I rushed back in and helped Bette push her swollen feet into her green rubber garden shoes and get into her winter coat.

“I just knew it would be today,” I said. “It’s always the last week in March without fail.”

I wrapped my arm in Mum’s and out we went to the deck, arm in arm. It was so dark. Few stars and no moon. No lights on in any of neighbor’s houses. Today it reached 50 degrees but most people are still in Florida.

Missing this.

“Do you hear them?” I asked. Gingerly we walked through the backyard, closer to the marsh.

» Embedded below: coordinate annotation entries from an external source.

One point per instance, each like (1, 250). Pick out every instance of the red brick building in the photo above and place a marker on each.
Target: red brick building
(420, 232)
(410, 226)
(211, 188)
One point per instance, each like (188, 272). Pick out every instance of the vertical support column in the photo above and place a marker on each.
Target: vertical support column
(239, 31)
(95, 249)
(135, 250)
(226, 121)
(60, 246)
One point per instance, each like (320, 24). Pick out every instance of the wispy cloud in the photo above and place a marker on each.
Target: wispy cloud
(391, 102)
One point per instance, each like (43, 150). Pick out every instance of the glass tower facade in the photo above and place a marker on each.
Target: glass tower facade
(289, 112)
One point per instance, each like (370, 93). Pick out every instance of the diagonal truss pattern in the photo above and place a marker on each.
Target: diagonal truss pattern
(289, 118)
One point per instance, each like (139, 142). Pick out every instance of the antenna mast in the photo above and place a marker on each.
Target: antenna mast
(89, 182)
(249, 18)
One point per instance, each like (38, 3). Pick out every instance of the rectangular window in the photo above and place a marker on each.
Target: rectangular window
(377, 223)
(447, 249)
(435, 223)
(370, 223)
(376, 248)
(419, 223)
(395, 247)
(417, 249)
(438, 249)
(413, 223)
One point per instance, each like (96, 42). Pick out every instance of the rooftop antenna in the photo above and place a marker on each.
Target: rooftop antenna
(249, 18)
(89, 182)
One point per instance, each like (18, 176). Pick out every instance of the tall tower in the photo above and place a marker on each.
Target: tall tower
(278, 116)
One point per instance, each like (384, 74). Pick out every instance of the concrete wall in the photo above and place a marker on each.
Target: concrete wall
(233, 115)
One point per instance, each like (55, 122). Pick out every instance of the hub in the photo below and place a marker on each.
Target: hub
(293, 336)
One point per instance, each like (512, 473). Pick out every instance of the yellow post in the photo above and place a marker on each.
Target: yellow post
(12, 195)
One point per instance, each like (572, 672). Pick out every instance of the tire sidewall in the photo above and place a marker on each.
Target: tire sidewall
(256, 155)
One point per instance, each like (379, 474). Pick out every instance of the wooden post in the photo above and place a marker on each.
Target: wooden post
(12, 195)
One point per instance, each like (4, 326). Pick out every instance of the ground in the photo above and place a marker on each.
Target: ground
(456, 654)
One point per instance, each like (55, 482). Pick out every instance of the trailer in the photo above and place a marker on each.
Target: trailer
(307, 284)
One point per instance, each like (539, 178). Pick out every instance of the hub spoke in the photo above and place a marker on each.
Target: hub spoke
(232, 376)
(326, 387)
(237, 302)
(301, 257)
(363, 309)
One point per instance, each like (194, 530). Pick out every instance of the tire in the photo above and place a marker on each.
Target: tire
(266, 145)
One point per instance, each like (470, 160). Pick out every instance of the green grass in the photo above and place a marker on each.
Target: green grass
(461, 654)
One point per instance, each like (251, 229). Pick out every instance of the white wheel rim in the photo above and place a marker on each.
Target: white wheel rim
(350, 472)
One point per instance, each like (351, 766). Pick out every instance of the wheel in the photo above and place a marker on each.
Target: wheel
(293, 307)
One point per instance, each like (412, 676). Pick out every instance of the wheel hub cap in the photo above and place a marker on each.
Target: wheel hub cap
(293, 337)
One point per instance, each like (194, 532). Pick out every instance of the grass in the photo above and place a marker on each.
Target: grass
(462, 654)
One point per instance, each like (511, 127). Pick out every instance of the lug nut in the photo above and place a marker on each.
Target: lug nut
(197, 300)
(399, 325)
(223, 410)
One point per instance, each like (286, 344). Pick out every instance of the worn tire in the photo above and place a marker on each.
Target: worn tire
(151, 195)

Peep. Peep. Peep, sang the tree frog peepers in their song of spring joy. The Hallelujah chorus signals the Yuletide season and the Peepers are the official welcoming chorus of spring.

Their high-pitched little voices tell us that the harshness and dark of New England winter are over.  New beginnings and possibilities are coming. Rejoice. Be grateful.

Bette and I stand there listening. I know this will not be a joyful spring. The nurse’s note this week said, “Declining rapidly.”

But still, standing there with my Mum I sensed joy. Bette was always giving that to us, even when she had every excuse to be selfish. Like tonight.

We walked back into the house and cranked up the heat.

“It won’t be long now,” Bette said. I hoped she meant the spring.